2015-10-08 09:39:26: INFO: @(#)ipsec-tools 0.8.0 (http://ipsec-tools.sourceforge
.net)                                                                           
2015-10-08 09:39:26: INFO: @(#)This product linked OpenSSL 1.0.1f 6 Jan 2014 (ht
tp://www.openssl.org/)                                                          
2015-10-08 09:39:26: INFO: Reading configuration from "/etc/racoon/racoon.conf" 
2015-10-08 09:40:38: WARNING: PF_KEY EXPIRE message received from kernel for SA 
being negotiated.

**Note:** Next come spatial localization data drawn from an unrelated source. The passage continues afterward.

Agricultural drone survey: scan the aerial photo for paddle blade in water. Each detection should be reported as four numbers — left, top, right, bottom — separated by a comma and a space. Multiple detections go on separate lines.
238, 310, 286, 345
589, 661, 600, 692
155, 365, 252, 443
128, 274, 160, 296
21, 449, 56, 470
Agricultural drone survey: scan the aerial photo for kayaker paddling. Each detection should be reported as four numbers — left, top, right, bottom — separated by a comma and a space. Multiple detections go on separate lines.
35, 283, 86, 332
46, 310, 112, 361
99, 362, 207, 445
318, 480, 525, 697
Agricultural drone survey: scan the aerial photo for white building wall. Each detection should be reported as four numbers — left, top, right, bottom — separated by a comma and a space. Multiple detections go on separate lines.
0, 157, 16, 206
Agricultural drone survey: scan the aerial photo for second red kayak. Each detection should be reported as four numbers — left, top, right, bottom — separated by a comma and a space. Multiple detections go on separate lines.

Stopping negotiation.                                         
2015-10-08 09:40:58: ERROR: phase1 negotiation failed due to time up. b9b8b8a048
07f1ca:0000000000000000                                                         
2015-10-08 09:41:08: WARNING: PF_KEY EXPIRE message received from kernel for SA 
being negotiated. Stopping negotiation.

I wasn’t able to reproduce this on a set up using RancherOS as a host in v0.42.0. Since the rancher/agent and rancher/agent-instance (network agent) hasn’t changed in the last couple of releases, I"m not quite sure what could be the issue related to RancherOS.

Were you upgrading your Rancher setups from previous versions?

This sounds similar to https://github.com/rancher/rancher/issues/725, but not sure if the’s the same issue.

I will try with 0.42 and re-installing rancherOS VMs, and let you know.